0

I have a large string of HTML (and javascript). I need to get text that is inside document.write()

<script>
  $('.navigation').html();

  window.jQuery || document.write("<script src='//cdn.shopify.com/s/files/1/0967/6522/t/2/assets/jquery.min.js?15152727378558387064'> $('.link').attr('href',url)  \x3C/script>")

$('.button').html();

</script>

Currently I am finding the index of document.write then deleting any text before it.

strIndex = scriptHtml.indexOf('document.write(');                   
scriptHtml = scriptHtml.substr(strIndex);

This will Leave me with a string like this.

document.write("<script src='//cdn.shopify.com/s/files/1/0967/6522/t/2/assets/jquery.min.js?15152727378558387064'> $(".link").attr('href',url)  \x3C/script>")

$('.button').html();

</script>

I need to find the first bracket in this new string and then know where the matching bracket ends so that i can get the string inside it.

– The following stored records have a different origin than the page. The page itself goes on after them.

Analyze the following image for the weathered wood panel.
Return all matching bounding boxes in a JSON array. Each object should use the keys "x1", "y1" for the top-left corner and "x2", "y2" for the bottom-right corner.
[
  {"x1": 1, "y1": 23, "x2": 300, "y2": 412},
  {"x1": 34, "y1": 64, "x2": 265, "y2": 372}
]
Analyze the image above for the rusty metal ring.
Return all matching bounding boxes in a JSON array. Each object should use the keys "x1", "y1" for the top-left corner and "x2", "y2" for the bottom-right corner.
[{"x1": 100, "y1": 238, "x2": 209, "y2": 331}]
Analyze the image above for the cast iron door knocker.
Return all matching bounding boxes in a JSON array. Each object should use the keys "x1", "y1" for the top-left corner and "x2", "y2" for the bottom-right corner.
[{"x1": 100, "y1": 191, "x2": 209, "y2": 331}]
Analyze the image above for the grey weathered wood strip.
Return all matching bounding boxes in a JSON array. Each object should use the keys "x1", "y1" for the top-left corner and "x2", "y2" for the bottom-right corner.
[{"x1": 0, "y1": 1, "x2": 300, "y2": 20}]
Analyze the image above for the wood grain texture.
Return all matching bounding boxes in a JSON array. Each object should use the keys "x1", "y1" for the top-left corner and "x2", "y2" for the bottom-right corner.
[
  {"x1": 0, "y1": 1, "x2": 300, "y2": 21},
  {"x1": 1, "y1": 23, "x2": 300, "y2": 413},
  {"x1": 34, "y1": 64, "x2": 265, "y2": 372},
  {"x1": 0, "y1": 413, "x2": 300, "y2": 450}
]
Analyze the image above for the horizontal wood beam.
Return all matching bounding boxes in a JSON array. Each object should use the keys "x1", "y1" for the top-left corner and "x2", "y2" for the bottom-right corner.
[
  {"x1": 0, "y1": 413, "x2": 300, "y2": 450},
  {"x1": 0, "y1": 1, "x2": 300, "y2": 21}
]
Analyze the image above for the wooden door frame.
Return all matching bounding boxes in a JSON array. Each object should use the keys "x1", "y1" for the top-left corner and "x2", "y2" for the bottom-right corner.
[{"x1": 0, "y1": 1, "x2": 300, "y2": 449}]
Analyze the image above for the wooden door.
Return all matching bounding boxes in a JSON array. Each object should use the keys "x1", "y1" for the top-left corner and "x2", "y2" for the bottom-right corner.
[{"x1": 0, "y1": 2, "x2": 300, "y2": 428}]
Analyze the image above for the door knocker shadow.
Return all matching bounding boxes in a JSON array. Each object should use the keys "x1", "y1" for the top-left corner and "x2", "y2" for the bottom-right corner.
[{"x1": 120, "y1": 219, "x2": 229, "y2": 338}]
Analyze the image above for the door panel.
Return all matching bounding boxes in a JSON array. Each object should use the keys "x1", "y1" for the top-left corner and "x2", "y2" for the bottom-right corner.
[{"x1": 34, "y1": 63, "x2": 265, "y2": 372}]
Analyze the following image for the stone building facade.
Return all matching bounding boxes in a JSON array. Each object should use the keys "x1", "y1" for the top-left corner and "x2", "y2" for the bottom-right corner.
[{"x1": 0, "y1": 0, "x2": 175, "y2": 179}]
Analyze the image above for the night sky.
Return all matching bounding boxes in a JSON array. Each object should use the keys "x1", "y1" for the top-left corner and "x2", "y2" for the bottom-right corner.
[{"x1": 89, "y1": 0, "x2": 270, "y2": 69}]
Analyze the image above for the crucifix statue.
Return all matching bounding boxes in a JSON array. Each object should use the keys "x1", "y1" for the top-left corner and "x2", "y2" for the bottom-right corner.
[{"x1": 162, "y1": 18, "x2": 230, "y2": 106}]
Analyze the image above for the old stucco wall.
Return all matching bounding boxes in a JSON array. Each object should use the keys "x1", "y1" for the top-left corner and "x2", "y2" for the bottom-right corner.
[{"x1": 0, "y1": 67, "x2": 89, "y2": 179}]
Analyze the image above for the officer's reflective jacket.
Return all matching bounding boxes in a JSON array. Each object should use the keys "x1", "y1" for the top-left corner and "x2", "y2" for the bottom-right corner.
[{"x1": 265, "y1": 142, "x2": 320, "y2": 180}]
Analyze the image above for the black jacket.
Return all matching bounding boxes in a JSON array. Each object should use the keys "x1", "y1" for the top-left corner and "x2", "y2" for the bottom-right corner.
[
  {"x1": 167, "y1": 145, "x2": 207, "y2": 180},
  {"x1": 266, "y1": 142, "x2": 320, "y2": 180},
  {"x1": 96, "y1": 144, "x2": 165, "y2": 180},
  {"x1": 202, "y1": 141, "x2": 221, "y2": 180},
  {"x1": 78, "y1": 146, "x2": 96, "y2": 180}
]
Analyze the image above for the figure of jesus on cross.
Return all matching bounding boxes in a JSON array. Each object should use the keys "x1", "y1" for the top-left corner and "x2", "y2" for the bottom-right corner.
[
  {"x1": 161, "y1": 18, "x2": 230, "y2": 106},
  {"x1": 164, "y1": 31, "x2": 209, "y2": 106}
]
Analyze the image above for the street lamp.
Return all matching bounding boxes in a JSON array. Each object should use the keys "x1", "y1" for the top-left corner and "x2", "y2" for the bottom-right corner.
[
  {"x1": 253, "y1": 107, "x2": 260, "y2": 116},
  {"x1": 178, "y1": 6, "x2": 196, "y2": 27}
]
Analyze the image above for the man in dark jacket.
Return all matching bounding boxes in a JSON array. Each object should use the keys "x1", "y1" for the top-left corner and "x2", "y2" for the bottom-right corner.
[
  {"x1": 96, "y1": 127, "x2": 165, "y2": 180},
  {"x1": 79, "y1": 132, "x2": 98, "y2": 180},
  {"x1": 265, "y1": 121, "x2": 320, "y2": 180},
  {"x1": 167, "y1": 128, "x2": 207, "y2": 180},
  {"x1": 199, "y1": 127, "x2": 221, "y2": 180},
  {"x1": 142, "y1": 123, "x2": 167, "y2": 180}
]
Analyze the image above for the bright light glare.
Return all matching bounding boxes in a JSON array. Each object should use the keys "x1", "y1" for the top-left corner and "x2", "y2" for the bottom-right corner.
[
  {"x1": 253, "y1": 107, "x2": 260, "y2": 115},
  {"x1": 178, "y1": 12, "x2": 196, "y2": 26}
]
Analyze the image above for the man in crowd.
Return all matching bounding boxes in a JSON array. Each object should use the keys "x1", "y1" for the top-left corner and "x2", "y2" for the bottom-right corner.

I have tried some regex but cannot make one that works.

\(([^)]+)\)

The above regex does not work as it will match to:

 ("<script src='//cdn.shopify.com/s/files/1/0967/6522/t/2/assets/jquery.min.js?15152727378558387064'> $(".link")

as it just searches for an opening and closing bracket without considering how many have been opened.

Has anyone got an idea of how i can get the text i want or think of a better way i can get the text inside document.write?

Thanks

Jay Povey
  • 107
  • 10

1 Answers1

0

Regular Expressions are simply not the right tool for matching parenthesis that can nest, as they lack the mechanisms that would allow you to do this properly (in this case, recursion). See this answer for more information.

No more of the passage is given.